Crann: Why is Minnesota well-suited to become a major player in the 3-D industry?

Winter: Because we already have an existing infrastructure of [high-definition] production here, and that's everything from the large corporations who spend millions and millions of dollars in this market now making commercials [and] making in-store television.

Crann: And they're doing it in 3-D right now?

Winter: They're already starting to be doing it in 3-D. Also another segment that's exciting for us here because we do have so many Fortune 100 and Fortune 500 companies is 3-D business television. So in other words, you might go to a business meeting now or a conference, and some of what you will be seeing on the screens will be in 3-D, so you'll have glasses. Eventually people will not be wearing glasses, but there are so many segments of this.

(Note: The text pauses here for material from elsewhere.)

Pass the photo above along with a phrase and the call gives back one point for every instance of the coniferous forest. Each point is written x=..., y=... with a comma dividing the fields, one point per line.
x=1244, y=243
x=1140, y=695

There is medical technology, which will be using 3-D so surgeons can learn how to do procedures, but they're learning in 3-D, which makes the whole thing seem so much more real. There will be simulation training opportunities in 3-D. All of these things tap into what is already our high-tech marketplace, and we would like to grab that and bring some more business here.

Crann: What's still needed here in Minnesota as part of your 3-D initiative to get production up and running here?

Winter: Well, I think my plan for this first year is to get Minnesotans who are in this industry now and are starting to work and feel their way through, 'What's different about 3-D? What skills do I need? What are the challenges?'

We need to get them talking to each other. So we're creating a forum for Minnesotans who are in production to be able to talk to each other about their creative challenges [and] their technical challenges.

There's a tremendous amount of commercial production that goes on here and corporate production, business television, TV series, where this is going to become a tool in the toolbox that people will have to be trained in on. They'll have to become competent and expert at, and as we're doing that, we would like to promote what we're doing and be able to bring in businesses from outside our state.

Crann: Do you see Minnesota as becoming the hotbed of this 3-D production for commercials, not just Minnesota companies, but nationally here, as a goal?

Winter: I think my short-term goal is I would be very pleased if we became a regional hub and took it from there.